Esso abbandona troppo il freno alle passioni, le quali, nel nostro clima, sono vivaci abbastanza. Con Enrico io mi trovo in gran perplessità. Egli ha un’anima generosa, un cuore fervido; ma quando è eccitato, scoppia come un razzo. Lo manderò nel Nord, dove l’obbedienza è in voga, e là compirà la sua educazione. Egli starà quivi più in contatto coi suoi eguali, e meno coi suoi inferiori.
— Se dunque l’educazione dei fanciulli è l’opera essenziale della razza umana, — disse Agostino — e poiché il nostro sistema d’educazione ha molti difetti, dobbiamo concludere che la nostra società è male ordinata.
— Se questo sistema nuoce sotto alcuni rispetti all’educazione, — rispose Alfredo — le è favorevole sotto altri; esso fa i giovinetti coraggiosi e virili, e i vizi stessi d’una razza abietta giovano a fortificare in essi le opposte virtù.

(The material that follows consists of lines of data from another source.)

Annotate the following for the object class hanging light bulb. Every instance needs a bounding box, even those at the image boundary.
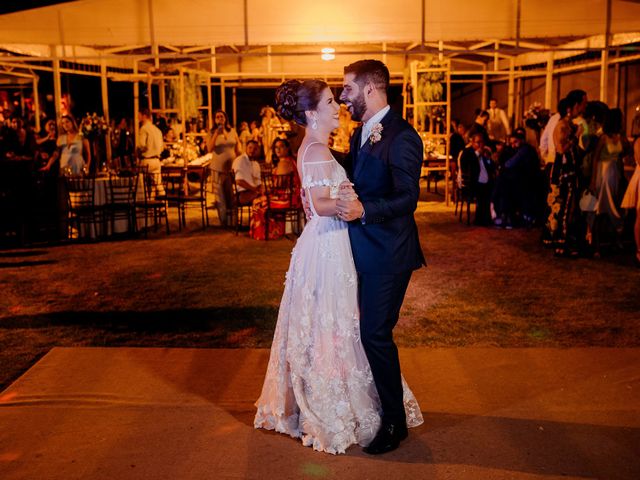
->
[320,47,336,61]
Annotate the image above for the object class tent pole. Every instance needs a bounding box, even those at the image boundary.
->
[180,68,187,150]
[51,45,62,122]
[480,65,489,110]
[444,60,451,207]
[231,87,238,128]
[133,60,140,152]
[207,77,213,130]
[33,75,40,132]
[507,57,516,125]
[544,52,553,112]
[100,59,111,166]
[600,0,611,103]
[220,78,227,112]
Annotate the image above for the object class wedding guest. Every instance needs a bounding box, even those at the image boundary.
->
[272,138,297,175]
[487,98,511,142]
[40,115,91,175]
[460,132,495,226]
[621,137,640,267]
[467,108,490,146]
[493,131,541,228]
[4,117,35,158]
[231,140,262,205]
[207,110,240,225]
[238,122,253,153]
[589,108,631,253]
[111,117,134,168]
[260,106,282,163]
[545,95,580,257]
[137,108,165,195]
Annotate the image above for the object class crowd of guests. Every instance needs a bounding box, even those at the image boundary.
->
[450,90,640,264]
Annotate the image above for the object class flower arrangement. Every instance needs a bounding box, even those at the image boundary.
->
[80,112,109,140]
[369,123,383,145]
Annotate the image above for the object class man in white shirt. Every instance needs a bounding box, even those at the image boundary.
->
[487,98,511,142]
[137,108,164,195]
[231,140,262,205]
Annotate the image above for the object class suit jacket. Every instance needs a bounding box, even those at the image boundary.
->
[460,147,496,191]
[344,111,425,274]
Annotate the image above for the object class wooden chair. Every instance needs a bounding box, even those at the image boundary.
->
[454,185,475,225]
[64,176,105,239]
[230,170,253,235]
[105,170,138,234]
[156,166,187,230]
[136,165,171,238]
[178,166,209,229]
[265,172,301,240]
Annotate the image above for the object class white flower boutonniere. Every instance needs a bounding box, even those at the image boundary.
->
[369,123,382,145]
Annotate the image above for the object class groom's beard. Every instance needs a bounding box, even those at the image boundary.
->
[351,93,367,122]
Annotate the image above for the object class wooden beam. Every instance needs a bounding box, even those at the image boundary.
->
[100,60,111,166]
[133,60,140,146]
[33,75,40,132]
[507,58,516,123]
[51,45,62,122]
[544,52,553,112]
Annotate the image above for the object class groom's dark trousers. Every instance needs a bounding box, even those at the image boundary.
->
[358,271,412,424]
[345,112,425,423]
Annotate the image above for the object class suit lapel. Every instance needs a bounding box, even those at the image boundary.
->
[353,110,393,179]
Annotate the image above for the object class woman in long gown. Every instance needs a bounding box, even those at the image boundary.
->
[254,80,423,454]
[589,108,631,254]
[621,137,640,267]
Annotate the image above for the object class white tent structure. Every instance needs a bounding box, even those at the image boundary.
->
[0,0,640,198]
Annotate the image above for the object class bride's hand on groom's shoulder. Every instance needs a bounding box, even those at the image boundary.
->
[338,180,358,202]
[300,188,313,221]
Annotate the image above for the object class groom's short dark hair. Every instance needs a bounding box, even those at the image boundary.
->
[344,60,389,93]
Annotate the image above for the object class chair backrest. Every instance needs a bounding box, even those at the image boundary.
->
[64,175,96,211]
[265,172,296,207]
[107,170,138,205]
[187,165,209,198]
[160,166,187,197]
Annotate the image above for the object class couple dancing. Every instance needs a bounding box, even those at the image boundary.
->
[254,60,425,454]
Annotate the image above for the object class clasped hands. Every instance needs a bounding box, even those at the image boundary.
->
[336,181,364,222]
[300,180,364,222]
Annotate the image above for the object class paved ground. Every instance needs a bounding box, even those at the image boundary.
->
[0,347,640,480]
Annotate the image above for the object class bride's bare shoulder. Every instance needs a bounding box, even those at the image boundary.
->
[300,142,333,163]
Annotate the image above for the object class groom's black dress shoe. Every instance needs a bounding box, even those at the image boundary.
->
[362,423,409,455]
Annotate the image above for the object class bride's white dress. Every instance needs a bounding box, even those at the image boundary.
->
[254,142,423,454]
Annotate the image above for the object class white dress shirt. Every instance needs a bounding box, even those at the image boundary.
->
[138,121,164,158]
[475,152,489,183]
[360,105,391,147]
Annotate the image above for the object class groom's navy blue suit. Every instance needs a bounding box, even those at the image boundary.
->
[345,111,425,423]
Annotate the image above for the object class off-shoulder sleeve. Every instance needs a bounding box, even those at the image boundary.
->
[302,160,336,188]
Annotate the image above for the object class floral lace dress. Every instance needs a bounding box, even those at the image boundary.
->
[254,145,423,454]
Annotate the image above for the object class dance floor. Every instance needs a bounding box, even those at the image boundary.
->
[0,348,640,480]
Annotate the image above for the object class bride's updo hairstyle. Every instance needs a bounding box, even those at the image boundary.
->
[276,80,329,127]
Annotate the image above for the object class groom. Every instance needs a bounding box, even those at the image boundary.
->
[337,60,425,455]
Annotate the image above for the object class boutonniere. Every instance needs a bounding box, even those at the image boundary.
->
[369,123,382,145]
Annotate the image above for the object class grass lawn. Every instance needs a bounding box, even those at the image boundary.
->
[0,195,640,389]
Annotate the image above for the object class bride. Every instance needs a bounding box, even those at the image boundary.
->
[254,80,422,454]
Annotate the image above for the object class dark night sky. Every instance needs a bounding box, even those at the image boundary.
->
[0,0,76,14]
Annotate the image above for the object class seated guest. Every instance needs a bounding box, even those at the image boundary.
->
[271,138,297,175]
[467,108,490,146]
[36,120,59,174]
[40,115,91,175]
[460,132,495,225]
[231,140,262,205]
[449,120,467,178]
[493,131,541,228]
[4,117,35,158]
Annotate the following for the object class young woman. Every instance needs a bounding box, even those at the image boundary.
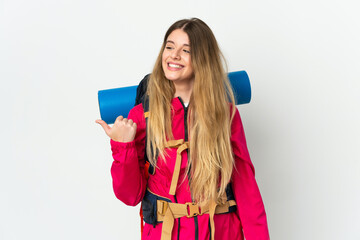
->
[97,18,269,240]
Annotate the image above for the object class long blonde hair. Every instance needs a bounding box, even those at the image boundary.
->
[147,18,235,203]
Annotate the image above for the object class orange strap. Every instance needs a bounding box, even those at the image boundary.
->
[166,139,189,195]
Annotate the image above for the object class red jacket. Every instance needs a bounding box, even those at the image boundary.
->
[111,98,270,240]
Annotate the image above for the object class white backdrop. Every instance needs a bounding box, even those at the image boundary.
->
[0,0,360,240]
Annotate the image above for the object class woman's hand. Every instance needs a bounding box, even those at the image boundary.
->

Io penso che Enrico abbia meglio apprezzato la verità, vedendo che la menzogna e la frode sono i caratteri della schiavitù.
— E questo un modo assai cristiano, davvero, di considerare la questione! — disse Agostino.
— Cristiano o no, esso è vero, — rispose Alfredo — e non è meno cristiano di tante altre cose al mondo...
— Può essere, — disse Saint-Clare.
— E inutile parlarne, Agostino. Ne abbiamo già tanto discusso! Che ne direste d’una partita a scacchi? —
I due fratelli salirono la scala della veranda e si trovarono ben presto seduti a un tavolino di bambù, con lo scacchiere davanti ad essi.
Alfredo riprese a dire:
— Vi accerto, Agostino, che se io pensassi come voi, vorrei far qualche cosa.